My husband built a salad table one Saturday afternoon this past spring.  He followed the plans for the Salad Table from the Grow It Eat It Network.  He built it from wood piled in our garage.   After he completed it,  we had a little more space in our garage and a mini plot on our deck.  A variety of crops grew in our salad table this year.  In early summer,  swiss chard, romaine lettuce, green leaf lettuce and arugula grew in it.   My son helped me pick  the tender leaves.  The table is the perfect height for him to reach and pick without bending over or standing on his toes.   We ate lots of mixed salads and swiss chard this summer.

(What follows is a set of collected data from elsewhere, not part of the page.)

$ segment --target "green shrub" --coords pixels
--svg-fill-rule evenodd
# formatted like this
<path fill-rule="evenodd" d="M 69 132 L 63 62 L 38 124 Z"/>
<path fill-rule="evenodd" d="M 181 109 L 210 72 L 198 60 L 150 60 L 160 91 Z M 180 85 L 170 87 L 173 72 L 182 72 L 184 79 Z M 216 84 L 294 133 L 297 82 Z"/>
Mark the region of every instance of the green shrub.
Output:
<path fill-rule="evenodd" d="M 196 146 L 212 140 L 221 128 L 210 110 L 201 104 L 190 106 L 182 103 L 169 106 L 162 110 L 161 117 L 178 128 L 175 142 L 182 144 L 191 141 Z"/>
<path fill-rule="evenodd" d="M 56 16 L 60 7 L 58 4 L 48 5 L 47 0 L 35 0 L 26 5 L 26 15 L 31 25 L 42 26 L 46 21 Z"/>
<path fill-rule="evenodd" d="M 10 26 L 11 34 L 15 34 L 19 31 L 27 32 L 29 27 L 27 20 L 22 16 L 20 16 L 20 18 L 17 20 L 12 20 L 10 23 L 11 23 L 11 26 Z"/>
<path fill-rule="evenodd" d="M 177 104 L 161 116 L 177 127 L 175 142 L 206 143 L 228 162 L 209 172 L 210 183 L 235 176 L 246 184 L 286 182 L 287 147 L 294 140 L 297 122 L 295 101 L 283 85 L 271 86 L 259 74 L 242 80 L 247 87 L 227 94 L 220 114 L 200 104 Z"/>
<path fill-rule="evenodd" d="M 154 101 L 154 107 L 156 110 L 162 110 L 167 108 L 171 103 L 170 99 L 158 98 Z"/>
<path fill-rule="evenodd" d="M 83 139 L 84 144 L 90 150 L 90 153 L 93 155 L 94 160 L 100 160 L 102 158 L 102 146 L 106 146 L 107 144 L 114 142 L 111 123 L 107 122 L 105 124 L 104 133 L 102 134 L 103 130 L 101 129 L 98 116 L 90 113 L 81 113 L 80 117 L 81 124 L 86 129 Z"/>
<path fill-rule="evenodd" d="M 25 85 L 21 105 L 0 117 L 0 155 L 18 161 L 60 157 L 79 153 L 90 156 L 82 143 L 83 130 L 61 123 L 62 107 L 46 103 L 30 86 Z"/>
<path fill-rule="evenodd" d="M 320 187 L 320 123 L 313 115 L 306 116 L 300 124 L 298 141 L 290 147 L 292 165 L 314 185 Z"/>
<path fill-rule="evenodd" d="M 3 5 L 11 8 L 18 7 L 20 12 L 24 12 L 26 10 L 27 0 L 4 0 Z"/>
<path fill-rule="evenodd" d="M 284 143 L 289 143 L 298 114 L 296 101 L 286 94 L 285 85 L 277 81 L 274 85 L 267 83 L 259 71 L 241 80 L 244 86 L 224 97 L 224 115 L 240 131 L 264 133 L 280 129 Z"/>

I sautéed the swiss chard in olive oil with garlic, salt  and pepper then tossed with pasta.  Swiss chard is good in minestrone soup, too.

Wild Fennel

The fall crops are now growing in the salad table.  Recently, this wild fennel shoot popped up unexpectedly.  I learned that wild fennel can be an  invasive plant.  It does not have the celery-like stem of sweet fennel.  Its delicate leaves have a strong anise  or licorice flavor.   Clippings of fennel leaves in a salad are a happy surprise to taste buds.  Along with the wild fennel there is spinach, radishes and two mystery greens growing in the table.   The mystery greens are transplants from my husband’s coworker.   Our mini plot’s first growing season was a success.  It grew some gregarious greens!

The Unexpected Sprouts

A clear blue sky, crisp cool air, warm sunshine plus adventure equals a perfect Saturday in autumn.  We headed for our garden plot this afternoon but had a few diversions before arriving there.    We stopped at a pet store and a fall festival.  We went to the pet store to purchase biscuits for our dog and my son discovered a playful kitten.  My son slipped a thin metal wire through the kitten’s cage.  The cat flipped, batted, jumped and kicked at the bunch of cardboard strips hanging at the wire’s tip.  My son roared in laughter.  He did not want to leave the pet store.  We redirected  him with hope of a hayride at our community garden site.    The Howard County Conservancy was full of activities for its fall festival.   We bumped through rolling fields and woods on a hayride pulled by a tractor with wheels taller than my son.   A master gardener at the compost demo gave my son a bunch of pink and blue balloons.  My son slurped honey from a straw and chatted about bees with a woman from the Howard County Beekeepers Association.  We listened to steel pounding on steel as a blacksmith hammered a hot orange metal rod into a fork after heating it in a coal fire stoked by large bellows.  My son said the banging was his favorite.   While my husband and son lingered and asked questions  in the blacksmith shop,  I finally visited our garden plot.

 

Turnip Seedling

 

Our plot is still producing tomatoes, peppers and beans.  I picked two grocery bags full of red and green tomatoes and peppers.  I pulled out and composted three tomato plants that had toppled to the ground.  Our fall plantings sprouted!  Radish, turnip, spinach and lettuce seedlings  now sprinkle the brown earth in unplanned patterns of curving rows, circles, clumps, pairs and triples.  Some extra seeds must have dropped from my hand during planting.  Many seedlings will need to be pulled out to allow more space for underground growth.

Those unexpected sprouts remind me of our day.   Unexpected adventure and fun popped up despite my plans.  Thank you God, for your goodness and for dropping some extra seeds outside my rows of plans.